Speaking in the same place where Mr. Obama delivered a address on Afghanistan last week, the president catalogued his administration’s successes, but repeatedly looked ahead to the coming challenges.

“The challenge for future presidents and future Congresses is to ensure that America always stands with those seeking freedom — and never hesitates to shine the light of conscience on abuses of human rights across the world,” he said to several hundred members of the U.S. Agency for International Development.

The speech came as Mr. Obama, in the mold of President John F. Kennedy, prepared to ascend to the world stage by delivering an address on freedom to Berliners.
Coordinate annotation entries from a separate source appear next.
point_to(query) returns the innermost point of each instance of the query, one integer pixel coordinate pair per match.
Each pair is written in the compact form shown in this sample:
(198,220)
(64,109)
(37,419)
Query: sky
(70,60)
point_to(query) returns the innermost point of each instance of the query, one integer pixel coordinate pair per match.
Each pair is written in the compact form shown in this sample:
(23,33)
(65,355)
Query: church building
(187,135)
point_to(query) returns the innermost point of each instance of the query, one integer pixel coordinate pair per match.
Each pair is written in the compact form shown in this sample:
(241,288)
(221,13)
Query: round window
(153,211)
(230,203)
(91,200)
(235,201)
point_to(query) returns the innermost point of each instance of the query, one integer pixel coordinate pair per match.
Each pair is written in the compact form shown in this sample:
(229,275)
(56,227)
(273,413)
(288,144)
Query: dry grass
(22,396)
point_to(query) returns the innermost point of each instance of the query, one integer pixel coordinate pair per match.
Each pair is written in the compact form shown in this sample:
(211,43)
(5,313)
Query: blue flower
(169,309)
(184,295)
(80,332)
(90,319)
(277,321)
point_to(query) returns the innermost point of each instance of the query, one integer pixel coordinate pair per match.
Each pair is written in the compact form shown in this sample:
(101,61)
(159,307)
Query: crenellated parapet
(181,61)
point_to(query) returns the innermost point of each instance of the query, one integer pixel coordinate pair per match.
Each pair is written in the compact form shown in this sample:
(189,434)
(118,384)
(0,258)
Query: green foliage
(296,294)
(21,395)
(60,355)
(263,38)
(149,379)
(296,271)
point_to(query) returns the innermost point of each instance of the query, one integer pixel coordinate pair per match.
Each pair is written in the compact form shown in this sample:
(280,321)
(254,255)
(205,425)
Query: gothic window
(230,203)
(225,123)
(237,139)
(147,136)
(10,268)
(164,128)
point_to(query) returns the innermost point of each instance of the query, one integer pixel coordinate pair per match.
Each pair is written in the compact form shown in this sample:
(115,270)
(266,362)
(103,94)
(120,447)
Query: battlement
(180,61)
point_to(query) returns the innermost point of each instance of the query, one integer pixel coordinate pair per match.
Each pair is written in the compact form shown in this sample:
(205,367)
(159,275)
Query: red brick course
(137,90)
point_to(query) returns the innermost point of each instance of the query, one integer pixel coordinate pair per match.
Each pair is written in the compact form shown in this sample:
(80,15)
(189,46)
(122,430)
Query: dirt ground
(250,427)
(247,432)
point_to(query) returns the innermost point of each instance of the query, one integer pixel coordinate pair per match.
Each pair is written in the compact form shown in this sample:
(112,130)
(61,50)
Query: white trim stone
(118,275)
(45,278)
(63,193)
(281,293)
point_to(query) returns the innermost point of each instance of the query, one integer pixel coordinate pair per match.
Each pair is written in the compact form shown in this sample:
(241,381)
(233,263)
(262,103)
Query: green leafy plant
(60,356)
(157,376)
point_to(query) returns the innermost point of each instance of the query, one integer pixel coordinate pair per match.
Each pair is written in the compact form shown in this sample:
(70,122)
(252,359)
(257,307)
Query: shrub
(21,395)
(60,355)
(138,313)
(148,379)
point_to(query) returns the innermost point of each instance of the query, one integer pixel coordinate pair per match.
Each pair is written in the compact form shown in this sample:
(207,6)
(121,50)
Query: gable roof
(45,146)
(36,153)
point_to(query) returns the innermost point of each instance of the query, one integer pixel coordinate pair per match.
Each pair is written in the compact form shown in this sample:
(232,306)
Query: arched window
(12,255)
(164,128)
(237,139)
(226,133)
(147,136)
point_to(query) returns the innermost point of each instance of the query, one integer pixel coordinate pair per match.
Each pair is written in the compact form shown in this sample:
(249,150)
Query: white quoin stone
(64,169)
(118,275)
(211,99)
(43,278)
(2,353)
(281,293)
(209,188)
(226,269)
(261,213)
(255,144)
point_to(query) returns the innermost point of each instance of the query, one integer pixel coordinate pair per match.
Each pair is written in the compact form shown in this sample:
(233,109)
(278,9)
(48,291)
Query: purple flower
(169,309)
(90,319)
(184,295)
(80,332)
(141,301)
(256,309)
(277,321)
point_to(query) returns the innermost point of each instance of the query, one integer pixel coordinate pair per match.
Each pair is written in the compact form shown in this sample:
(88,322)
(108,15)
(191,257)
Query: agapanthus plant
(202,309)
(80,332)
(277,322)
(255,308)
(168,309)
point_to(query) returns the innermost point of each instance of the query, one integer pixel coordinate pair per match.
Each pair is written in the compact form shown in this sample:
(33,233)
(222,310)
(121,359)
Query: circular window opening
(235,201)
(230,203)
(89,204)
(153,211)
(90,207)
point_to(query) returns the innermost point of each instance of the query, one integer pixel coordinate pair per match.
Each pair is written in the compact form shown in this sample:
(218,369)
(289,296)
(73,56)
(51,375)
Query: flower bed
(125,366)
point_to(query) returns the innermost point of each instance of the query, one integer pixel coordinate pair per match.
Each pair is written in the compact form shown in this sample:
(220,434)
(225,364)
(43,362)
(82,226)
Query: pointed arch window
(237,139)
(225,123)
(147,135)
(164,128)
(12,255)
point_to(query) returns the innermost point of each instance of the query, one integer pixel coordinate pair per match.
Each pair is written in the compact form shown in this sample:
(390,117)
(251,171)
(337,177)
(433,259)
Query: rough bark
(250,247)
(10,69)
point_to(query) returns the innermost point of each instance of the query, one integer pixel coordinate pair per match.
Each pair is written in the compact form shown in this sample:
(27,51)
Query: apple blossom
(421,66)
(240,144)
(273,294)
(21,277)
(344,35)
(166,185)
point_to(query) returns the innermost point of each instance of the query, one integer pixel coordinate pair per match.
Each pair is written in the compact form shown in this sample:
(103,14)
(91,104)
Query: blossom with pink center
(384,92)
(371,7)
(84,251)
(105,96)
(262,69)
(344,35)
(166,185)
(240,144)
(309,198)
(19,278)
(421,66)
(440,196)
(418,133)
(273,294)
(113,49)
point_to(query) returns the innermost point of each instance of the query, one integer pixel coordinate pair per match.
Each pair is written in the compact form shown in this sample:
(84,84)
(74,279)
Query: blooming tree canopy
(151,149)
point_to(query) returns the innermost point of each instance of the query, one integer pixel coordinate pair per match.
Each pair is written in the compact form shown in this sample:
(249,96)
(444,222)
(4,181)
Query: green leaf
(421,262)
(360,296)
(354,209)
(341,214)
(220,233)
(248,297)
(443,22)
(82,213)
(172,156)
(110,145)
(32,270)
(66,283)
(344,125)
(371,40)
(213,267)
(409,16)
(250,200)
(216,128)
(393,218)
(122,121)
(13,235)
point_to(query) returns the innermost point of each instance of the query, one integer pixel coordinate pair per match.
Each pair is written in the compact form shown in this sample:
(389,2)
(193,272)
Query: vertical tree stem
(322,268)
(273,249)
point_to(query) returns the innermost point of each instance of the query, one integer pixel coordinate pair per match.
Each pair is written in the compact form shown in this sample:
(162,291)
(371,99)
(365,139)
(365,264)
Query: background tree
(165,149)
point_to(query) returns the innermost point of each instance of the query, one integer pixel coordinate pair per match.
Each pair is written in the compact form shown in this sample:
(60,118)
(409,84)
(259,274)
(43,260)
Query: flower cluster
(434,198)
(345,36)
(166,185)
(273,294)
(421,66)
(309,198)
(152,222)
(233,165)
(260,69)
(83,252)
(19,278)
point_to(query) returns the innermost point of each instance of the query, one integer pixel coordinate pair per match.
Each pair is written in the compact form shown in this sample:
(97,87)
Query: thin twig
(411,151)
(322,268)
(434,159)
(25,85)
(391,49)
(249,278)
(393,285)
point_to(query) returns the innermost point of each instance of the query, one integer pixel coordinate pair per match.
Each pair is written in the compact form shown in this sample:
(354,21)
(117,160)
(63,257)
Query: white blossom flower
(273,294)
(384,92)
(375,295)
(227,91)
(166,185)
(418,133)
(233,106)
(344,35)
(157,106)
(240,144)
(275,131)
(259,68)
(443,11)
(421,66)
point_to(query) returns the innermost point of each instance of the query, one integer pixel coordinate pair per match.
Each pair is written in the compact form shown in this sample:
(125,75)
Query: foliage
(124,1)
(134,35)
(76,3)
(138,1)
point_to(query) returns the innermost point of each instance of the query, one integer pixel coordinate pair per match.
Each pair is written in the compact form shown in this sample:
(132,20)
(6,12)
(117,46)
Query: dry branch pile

He was to say that “no one nation, no matter how large or powerful, can defeat such challenges alone,” and, while defending America’s role is spreading freedom, note that “the view that America is part of what has gone wrong in our world, rather than a force to help make it right, has become all too common.”

But the president struck a completely different tone, mentioning the September 11 attacks four times and once again decalring that “to protect America, we must fight the enemy abroad so we don’t have to face them here at home.”

“Over the past seven years, this is exactly what we have done. Since 9-11, we recognized that we’re at war and we must stop new attacks before they happen — not wait until after they happen,” he said.

“We’ve captured or killed thousands of terrorists, including most of those responsible for the September the 11th attacks. We’ve removed regimes in Afghanistan and Iraq that threatened our citizens and the peace in the world,” he said.

“And now we’re helping the people of those two nations fight the terrorists who want to establish new safe havens from which to launch attacks on America and our friends.”